When we arrive in Bari, half the city has succumbed to the pox. The countryside has shunned the city, and the monks remain locked behind their walls, chanting to God for clemency. It is amid these endless chants that the lowly monk Nicephorus falls asleep and is visited by a sacred dream. Saint Nicholas appears to Brother Nicephorus and tells him that the monks can no longer wait, and the time to head out into the streets to help their neighbors is now. The message spurs Nicephorus to visit the sick with water and food. It leads his abbot to believe that Saint Nicholas has grown weary of his final resting spot and has asked Nicephorus to save him...and, you know, bring great wealth and opportunities to their city. After all, pilgrims will travel far and wide for the chance to be blessed by a real saint. Or a fake one, if we’re being honest.

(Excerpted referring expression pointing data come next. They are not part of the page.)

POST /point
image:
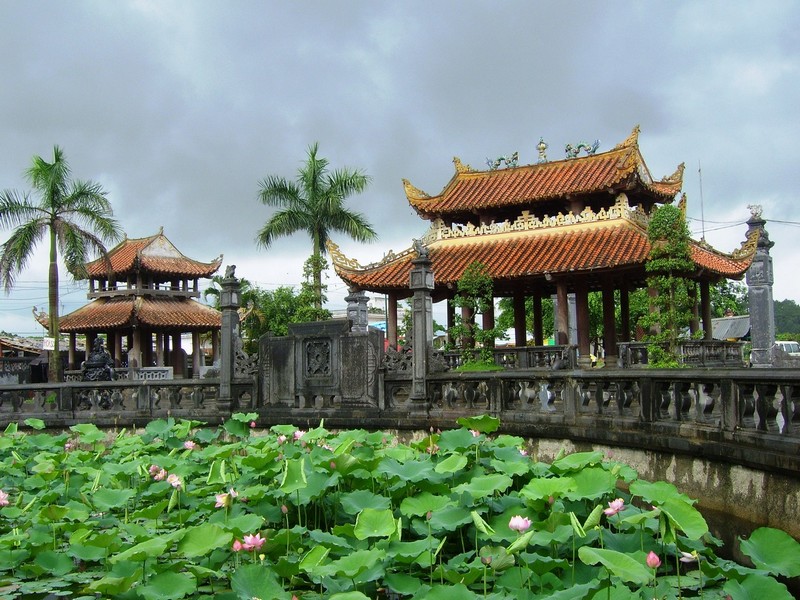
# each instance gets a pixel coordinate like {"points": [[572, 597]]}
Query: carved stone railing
{"points": [[111, 402], [693, 353], [524, 357]]}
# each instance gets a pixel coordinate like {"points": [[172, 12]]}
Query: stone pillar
{"points": [[759, 279], [421, 283], [229, 305], [357, 311]]}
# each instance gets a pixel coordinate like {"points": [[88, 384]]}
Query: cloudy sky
{"points": [[180, 108]]}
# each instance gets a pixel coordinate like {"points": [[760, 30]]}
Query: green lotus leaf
{"points": [[105, 499], [773, 550], [372, 522], [577, 461], [591, 483], [544, 487], [686, 518], [485, 485], [482, 423], [452, 464], [455, 440], [257, 581], [756, 587], [294, 476], [201, 540], [423, 503], [354, 502], [619, 564], [88, 433]]}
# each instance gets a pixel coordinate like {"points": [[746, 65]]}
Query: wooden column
{"points": [[625, 313], [391, 319], [609, 324], [705, 308], [582, 317], [520, 329], [196, 354], [562, 318], [487, 321]]}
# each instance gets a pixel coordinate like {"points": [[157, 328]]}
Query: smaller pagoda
{"points": [[144, 299]]}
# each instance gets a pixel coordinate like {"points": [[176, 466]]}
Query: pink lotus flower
{"points": [[519, 524], [614, 507], [253, 542]]}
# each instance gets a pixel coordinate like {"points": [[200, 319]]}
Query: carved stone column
{"points": [[759, 279], [421, 283], [229, 300]]}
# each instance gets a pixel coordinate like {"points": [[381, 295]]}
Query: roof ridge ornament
{"points": [[461, 167], [541, 147], [590, 149], [413, 192], [631, 140], [510, 161]]}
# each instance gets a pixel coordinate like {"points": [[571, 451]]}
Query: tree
{"points": [[668, 268], [75, 216], [314, 204]]}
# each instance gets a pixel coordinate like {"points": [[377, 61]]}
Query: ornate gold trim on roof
{"points": [[631, 140], [461, 167], [412, 192]]}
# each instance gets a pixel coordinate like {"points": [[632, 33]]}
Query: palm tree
{"points": [[314, 204], [77, 218]]}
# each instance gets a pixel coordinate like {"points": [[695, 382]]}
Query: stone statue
{"points": [[100, 366]]}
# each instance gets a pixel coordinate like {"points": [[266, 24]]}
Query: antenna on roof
{"points": [[702, 214]]}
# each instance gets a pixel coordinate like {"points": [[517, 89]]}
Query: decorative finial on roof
{"points": [[461, 167], [414, 192], [510, 161], [542, 148], [677, 176], [589, 149], [631, 140]]}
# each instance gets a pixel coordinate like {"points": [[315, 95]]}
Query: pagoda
{"points": [[548, 229], [145, 294]]}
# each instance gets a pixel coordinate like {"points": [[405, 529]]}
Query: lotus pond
{"points": [[179, 510]]}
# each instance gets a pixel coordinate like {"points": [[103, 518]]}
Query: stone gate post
{"points": [[759, 279], [421, 283], [229, 300]]}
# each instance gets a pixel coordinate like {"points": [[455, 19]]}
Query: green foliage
{"points": [[74, 216], [476, 293], [314, 204], [350, 514], [668, 268]]}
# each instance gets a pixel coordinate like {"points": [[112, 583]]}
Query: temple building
{"points": [[144, 300], [550, 229]]}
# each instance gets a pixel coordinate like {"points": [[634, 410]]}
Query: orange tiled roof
{"points": [[154, 254], [159, 313], [621, 169], [576, 249]]}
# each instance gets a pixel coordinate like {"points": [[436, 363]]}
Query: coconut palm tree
{"points": [[74, 216], [314, 204]]}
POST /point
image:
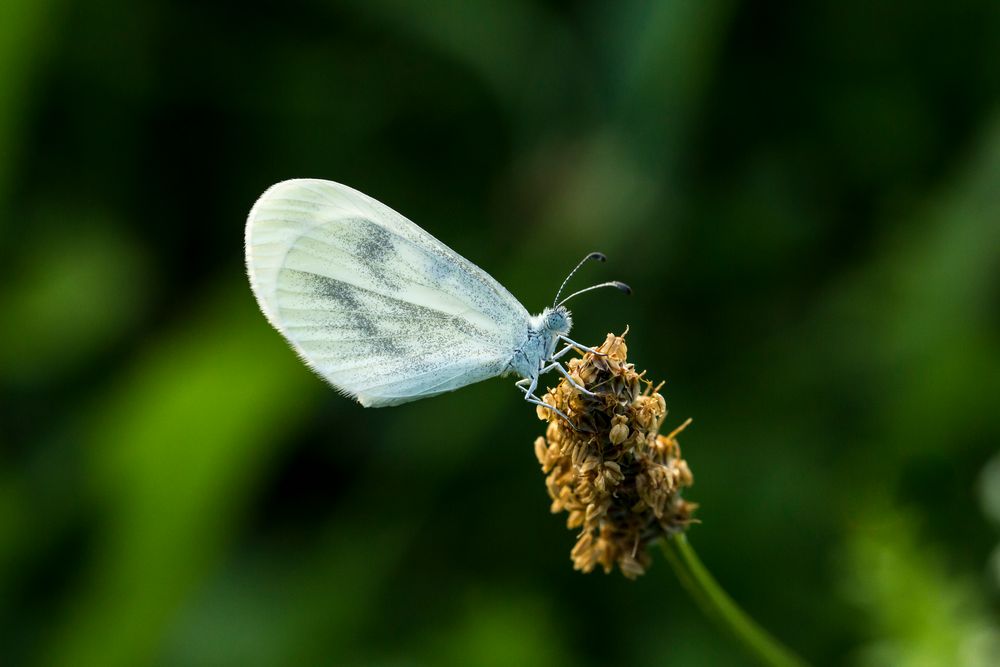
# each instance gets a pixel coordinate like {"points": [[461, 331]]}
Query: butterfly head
{"points": [[556, 321]]}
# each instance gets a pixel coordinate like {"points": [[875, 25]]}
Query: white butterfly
{"points": [[381, 309]]}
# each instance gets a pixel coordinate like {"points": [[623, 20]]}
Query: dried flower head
{"points": [[616, 477]]}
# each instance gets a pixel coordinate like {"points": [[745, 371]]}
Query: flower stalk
{"points": [[620, 482], [718, 606]]}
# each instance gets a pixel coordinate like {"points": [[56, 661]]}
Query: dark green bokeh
{"points": [[805, 199]]}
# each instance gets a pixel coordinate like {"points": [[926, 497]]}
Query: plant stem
{"points": [[718, 606]]}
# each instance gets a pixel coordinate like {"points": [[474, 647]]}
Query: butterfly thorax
{"points": [[543, 334]]}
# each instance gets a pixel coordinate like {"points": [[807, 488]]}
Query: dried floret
{"points": [[611, 471]]}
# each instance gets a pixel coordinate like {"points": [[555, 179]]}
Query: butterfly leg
{"points": [[571, 344], [556, 366], [529, 395]]}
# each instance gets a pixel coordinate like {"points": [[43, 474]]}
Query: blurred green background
{"points": [[805, 199]]}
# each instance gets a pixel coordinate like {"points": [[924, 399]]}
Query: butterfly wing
{"points": [[377, 306]]}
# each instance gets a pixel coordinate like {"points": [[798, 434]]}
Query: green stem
{"points": [[718, 606]]}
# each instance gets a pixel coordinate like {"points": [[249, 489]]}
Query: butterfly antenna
{"points": [[614, 283], [599, 256]]}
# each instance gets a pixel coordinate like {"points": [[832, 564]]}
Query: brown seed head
{"points": [[615, 476]]}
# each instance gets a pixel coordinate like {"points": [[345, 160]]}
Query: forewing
{"points": [[377, 306]]}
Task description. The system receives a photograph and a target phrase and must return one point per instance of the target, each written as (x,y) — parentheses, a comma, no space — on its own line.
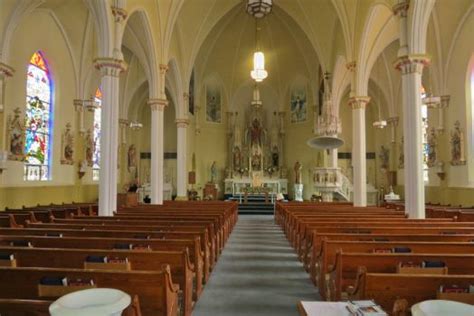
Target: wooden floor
(257,274)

Despite the pox, Bari is a bustling port city, full of crowds of merchants, turbaned Byzantine workmen, Norman soldiers, accountants from the Caliphate in Egypt, and everyday citizens. But on the day that Nicephorus is out helping his fellow men, he finds two most unusual visitors: Tyun, a cocky, charismatic saint hunter (yes, it’s what it sounds like; think Indiana Jones meets Dan Brown), and Reprobus, his dog-headed companion.

Tyun informs Nicephorus’ abbot that Myra, where Saint Nicholas lies, is in a state of chaos thanks to various wars and battles between the Seljuks and the Arabs, the Persians and the Byzantines. The time to, ahem, liberate Saint Nicholas’ body is now. He also tells them that Venice already has set their sights on the corpse, and they have hired him to get it for them. Spewing tales of riches untold and pilgrims traveling from all corners of the world, bolstering Bari’s economy and cementing its title as the greatest port city of all, he tells the abbot that he’ll gladly switch sides and help Bari instead...for double what Venice offered.

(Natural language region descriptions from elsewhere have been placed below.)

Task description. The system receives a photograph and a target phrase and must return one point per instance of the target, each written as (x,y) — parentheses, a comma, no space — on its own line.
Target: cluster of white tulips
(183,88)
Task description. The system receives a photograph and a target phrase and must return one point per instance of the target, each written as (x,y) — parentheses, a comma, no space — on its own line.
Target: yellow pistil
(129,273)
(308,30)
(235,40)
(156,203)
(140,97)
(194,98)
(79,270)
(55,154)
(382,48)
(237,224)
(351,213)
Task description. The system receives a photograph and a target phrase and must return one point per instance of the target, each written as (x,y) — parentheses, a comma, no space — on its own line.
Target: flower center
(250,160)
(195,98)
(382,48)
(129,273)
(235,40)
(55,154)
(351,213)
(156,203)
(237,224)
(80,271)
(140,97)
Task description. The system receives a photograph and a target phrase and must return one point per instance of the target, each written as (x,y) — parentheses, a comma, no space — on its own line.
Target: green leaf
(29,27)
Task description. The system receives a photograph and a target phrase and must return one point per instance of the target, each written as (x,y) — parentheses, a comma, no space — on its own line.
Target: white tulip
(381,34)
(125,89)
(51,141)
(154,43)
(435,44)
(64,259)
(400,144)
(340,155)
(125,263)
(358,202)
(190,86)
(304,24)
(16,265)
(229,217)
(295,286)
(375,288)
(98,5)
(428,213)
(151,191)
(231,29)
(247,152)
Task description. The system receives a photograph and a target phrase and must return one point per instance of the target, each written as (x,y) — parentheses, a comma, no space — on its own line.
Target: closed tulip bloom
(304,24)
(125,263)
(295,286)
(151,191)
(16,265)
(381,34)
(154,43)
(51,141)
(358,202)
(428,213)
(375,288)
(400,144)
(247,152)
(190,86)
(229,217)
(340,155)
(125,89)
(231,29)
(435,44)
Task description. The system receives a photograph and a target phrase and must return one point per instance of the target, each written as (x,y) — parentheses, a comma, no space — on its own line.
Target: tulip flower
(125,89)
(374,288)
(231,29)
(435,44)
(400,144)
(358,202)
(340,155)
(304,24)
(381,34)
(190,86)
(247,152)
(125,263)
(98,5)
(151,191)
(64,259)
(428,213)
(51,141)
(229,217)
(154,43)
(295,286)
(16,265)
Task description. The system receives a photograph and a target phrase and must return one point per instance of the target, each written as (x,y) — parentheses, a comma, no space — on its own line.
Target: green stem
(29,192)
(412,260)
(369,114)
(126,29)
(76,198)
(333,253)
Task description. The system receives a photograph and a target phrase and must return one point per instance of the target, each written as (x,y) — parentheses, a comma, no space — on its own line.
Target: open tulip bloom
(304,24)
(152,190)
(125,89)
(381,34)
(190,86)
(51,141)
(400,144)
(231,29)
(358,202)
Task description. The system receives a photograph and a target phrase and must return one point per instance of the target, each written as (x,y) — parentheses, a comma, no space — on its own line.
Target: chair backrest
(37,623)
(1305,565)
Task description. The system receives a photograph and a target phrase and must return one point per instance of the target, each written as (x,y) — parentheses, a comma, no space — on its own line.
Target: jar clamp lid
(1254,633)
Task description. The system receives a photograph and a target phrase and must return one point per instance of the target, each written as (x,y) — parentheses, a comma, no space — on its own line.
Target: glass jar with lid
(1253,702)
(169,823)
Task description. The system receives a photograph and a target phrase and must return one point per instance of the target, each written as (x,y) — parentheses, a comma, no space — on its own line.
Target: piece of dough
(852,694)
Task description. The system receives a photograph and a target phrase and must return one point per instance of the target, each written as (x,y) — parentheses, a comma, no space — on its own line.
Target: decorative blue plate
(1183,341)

If there was ever a time for faith, it is now. Because, as you see, even Nicephorus himself is not certain that the heralded saint truly spoke to him --- after all, it’s not uncommon to carry activities of the day into your dreams, and his dream came after weeks of chanting to the saint --- nor is he sure that it is right (ethically, morally or spiritually) to liberate a saint’s body from where it rests. However, with the sea pushing them closer to Lycia and Myra, an enemy Venetian ship bearing down on them, and Tyun’s own motives unclear, Nicephorus must believe in himself…or nothing.

Anderson takes readers on a mystical, zealous journey unlike any other, but it is his gentle curiosity and compassion for his painfully honest protagonist that gives the novel tender, graceful poignancy. In an act of faith that feels almost meta, he approaches the medieval, the relic and the bizarre with the same quiet, gentle inquisitiveness, placing readers right alongside him and his characters as they parlay with dog-men, bargain with goat herders and fight religious guardians.

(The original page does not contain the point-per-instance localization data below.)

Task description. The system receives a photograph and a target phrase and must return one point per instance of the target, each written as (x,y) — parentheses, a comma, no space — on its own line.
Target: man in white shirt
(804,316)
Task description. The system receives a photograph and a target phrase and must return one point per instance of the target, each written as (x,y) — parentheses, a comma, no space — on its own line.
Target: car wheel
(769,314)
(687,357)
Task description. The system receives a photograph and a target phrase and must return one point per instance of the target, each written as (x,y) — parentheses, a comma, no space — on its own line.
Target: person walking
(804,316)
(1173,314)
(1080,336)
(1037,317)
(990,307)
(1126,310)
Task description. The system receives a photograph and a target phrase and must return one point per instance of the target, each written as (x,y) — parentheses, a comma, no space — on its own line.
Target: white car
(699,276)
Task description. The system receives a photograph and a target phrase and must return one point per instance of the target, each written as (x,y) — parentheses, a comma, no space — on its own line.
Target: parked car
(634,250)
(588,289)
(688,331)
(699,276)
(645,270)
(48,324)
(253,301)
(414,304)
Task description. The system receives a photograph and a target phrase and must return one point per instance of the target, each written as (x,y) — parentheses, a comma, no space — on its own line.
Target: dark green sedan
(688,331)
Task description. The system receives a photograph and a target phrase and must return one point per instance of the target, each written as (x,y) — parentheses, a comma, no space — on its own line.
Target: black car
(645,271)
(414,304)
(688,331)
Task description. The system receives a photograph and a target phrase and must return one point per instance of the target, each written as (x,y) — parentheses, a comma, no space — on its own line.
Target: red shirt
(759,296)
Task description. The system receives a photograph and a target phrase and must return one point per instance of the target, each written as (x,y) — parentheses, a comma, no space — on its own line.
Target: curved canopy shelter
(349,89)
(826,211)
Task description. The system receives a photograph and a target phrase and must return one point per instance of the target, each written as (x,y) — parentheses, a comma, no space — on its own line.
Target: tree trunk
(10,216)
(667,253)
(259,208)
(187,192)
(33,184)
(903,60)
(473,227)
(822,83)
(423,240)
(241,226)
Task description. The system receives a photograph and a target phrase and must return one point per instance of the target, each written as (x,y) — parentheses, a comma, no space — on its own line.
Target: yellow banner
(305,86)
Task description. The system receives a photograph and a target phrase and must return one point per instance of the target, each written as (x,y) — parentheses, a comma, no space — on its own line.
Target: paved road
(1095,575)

Based on real historical accounts and dressed in Anderson’s signature combination of satire and wit, NICKED is a once-in-a-lifetime read. Although the premise is wonderfully wacky, Anderson is a skilled, cadenced writer who is as comfortable penning gorgeous lines about life and death --- “[W]e deceive the ones we love most into believing in miracles… [T]hat deception might be a betrayal or, perhaps, a gift in itself. There is no line between vision and delusion” --- as he is delivering jokes about sex or flatulence.

A work as unique as the journey it describes, NICKED proves that there is no containing the remarkable magic of M. T. Anderson.